De Amerikaanse klimatoloog Wally Broecker die in 2019 overleed – zo lezen we in aflevering 6 van het artikel ‘De aarde als complex systeem: ons verdronken land’ in de rubriek Ontwrichting – was bang dat de Golfstroom wel eens kan gaan haperen, of zelfs stilvallen. Hij dacht dat klimaatsystemen met plotselinge sprongen werken, met de oceanische transportband als een ‘emergente eigenschap’ van het totale aardsysteem.

Nate Hagens stelt in aflevering 16 van het artikel ‘Economisch denken voor de toekomst – voorbij het superorganisme’ in de rubriek Economie dat de mensheid in een wereldwijd onderling verbonden beschaving de facto een ‘superorganisme‘ is geworden. Net als een zwerm spreeuwen enkele regels volgen, zo volgen ook wij drie eenvoudige regels: werk samen om financiële overschotten te verwerven; streef cultureel geaccepteerd gedrag na; en geef het financiële surplus uit aan leuke dingen of aangename ervaringen. Het emergente resultaat van bijna 8 miljard mensen die aan de hand van deze eenvoudige regels hun dagelijks leven leiden, is zo een ‘superorganisme’ met een metabolisme van 17 terawatt.
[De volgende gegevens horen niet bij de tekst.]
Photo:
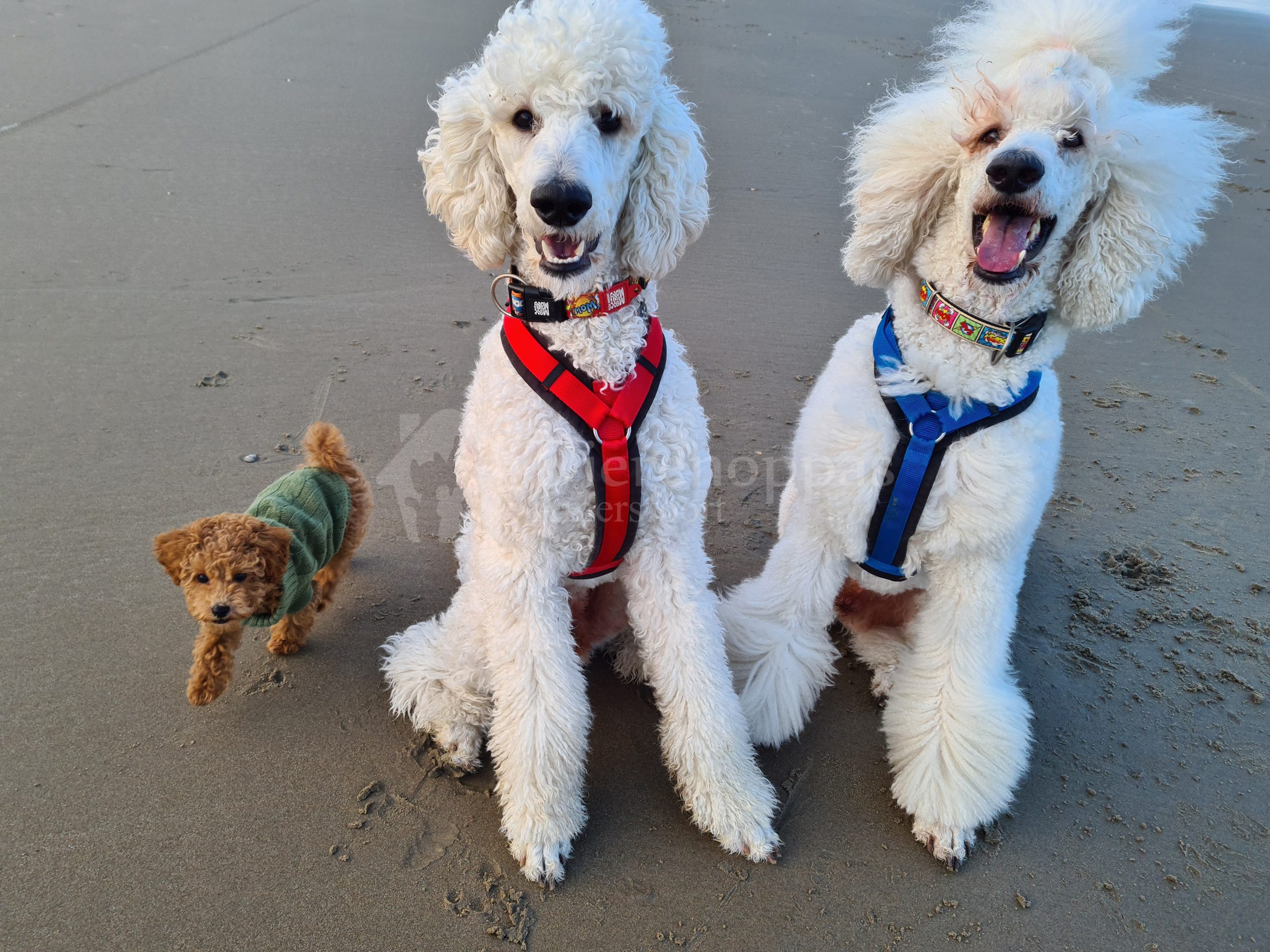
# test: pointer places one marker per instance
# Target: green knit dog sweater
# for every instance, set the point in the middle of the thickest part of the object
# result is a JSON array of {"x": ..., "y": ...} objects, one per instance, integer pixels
[{"x": 314, "y": 504}]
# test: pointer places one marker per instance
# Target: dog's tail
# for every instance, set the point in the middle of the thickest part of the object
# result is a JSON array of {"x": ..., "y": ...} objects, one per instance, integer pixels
[{"x": 325, "y": 448}]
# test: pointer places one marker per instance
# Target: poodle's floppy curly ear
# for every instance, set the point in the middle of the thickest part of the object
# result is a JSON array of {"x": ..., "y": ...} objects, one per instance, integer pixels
[
  {"x": 668, "y": 203},
  {"x": 464, "y": 182},
  {"x": 902, "y": 171},
  {"x": 171, "y": 550},
  {"x": 1161, "y": 178},
  {"x": 273, "y": 545}
]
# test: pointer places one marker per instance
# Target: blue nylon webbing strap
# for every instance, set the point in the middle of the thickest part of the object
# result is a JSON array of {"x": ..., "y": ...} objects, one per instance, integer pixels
[{"x": 931, "y": 425}]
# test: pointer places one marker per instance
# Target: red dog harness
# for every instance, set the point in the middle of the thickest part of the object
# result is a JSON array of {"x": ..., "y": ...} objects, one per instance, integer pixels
[{"x": 607, "y": 418}]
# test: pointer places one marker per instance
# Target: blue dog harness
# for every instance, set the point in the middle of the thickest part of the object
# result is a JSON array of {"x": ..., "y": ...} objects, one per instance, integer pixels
[{"x": 926, "y": 429}]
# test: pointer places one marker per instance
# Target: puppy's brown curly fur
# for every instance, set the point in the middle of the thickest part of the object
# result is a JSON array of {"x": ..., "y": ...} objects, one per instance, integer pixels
[
  {"x": 861, "y": 610},
  {"x": 237, "y": 560}
]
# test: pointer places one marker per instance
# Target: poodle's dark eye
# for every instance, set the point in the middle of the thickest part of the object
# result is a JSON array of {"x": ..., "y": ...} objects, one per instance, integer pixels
[
  {"x": 1071, "y": 139},
  {"x": 609, "y": 123}
]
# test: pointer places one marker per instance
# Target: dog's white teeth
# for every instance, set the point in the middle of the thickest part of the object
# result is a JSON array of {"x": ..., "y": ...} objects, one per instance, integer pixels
[{"x": 563, "y": 261}]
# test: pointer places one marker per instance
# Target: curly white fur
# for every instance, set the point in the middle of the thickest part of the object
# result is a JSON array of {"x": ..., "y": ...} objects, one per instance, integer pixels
[
  {"x": 501, "y": 659},
  {"x": 1127, "y": 209}
]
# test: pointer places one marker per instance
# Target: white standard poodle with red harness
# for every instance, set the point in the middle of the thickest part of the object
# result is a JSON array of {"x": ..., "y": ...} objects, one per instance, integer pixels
[
  {"x": 1028, "y": 187},
  {"x": 583, "y": 451}
]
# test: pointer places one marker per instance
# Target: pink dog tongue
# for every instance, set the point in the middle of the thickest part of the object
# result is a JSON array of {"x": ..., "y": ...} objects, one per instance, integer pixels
[{"x": 1004, "y": 238}]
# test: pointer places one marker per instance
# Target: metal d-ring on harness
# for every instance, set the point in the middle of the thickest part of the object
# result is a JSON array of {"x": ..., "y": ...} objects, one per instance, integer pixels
[
  {"x": 607, "y": 418},
  {"x": 926, "y": 429}
]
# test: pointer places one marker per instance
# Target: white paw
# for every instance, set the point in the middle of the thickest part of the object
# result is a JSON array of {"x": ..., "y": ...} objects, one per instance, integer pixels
[
  {"x": 543, "y": 862},
  {"x": 459, "y": 746},
  {"x": 949, "y": 844},
  {"x": 758, "y": 842},
  {"x": 882, "y": 683}
]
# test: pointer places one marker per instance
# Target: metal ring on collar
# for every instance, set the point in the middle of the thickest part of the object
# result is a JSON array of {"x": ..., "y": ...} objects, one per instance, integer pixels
[
  {"x": 913, "y": 436},
  {"x": 601, "y": 440},
  {"x": 493, "y": 285}
]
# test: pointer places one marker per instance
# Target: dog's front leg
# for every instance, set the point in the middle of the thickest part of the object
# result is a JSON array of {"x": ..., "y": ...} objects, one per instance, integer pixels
[
  {"x": 775, "y": 626},
  {"x": 955, "y": 721},
  {"x": 705, "y": 739},
  {"x": 541, "y": 717},
  {"x": 214, "y": 662}
]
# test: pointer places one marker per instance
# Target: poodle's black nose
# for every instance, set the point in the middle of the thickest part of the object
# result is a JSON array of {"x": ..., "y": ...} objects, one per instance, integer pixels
[
  {"x": 561, "y": 203},
  {"x": 1015, "y": 172}
]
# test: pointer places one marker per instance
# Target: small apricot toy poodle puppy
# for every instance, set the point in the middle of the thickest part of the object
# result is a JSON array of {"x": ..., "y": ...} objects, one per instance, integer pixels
[{"x": 275, "y": 565}]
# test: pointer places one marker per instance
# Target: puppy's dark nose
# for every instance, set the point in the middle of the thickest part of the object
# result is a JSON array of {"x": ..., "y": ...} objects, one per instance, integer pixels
[
  {"x": 1015, "y": 172},
  {"x": 561, "y": 203}
]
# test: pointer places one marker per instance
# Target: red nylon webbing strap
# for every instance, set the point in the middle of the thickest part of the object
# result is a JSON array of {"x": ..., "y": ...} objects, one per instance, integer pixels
[{"x": 609, "y": 419}]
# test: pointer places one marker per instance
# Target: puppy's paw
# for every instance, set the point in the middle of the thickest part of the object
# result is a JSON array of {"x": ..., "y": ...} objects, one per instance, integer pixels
[
  {"x": 543, "y": 862},
  {"x": 284, "y": 645},
  {"x": 459, "y": 746},
  {"x": 203, "y": 688},
  {"x": 949, "y": 844},
  {"x": 882, "y": 683}
]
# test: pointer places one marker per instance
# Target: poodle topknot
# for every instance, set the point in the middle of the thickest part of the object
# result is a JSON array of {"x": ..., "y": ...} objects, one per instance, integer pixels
[{"x": 570, "y": 105}]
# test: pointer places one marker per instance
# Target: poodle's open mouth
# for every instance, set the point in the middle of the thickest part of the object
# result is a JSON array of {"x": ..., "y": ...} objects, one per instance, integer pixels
[
  {"x": 1005, "y": 239},
  {"x": 564, "y": 255}
]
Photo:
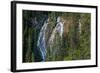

Steve Keen constateert in het artikel ‘Onze complexe wereld’ in de rubriek Complexiteit dat de gangbare economische wetenschap helemaal niet door heeft dat de economie een complex systeem is met bijbehorende eigenschappen. Keen heeft deze in aflevering 9 proberen te vangen met zijn ‘Minsky-model’. De werkelijk waargenomen verschijnselen komen in dit model verrassend genoeg allemaal naar voren, compleet met ‘emergente eigenschappen’ (die dus niet middels aannames of formules in het model zijn ingebouwd). Die nieuwe eigenschappen emergeren uit de interacties tussen de systeemvariabelen: in dit geval tussen de werkgelegenheidsgraad, het loonaandeel van het bbp en het niveau van de particuliere schuld in verhouding tot het bbp. Als tweede emergente eigenschap noemt hij ‘dat cycli afvlakken en vervolgens aanzwellen naarmate de crisis nadert’.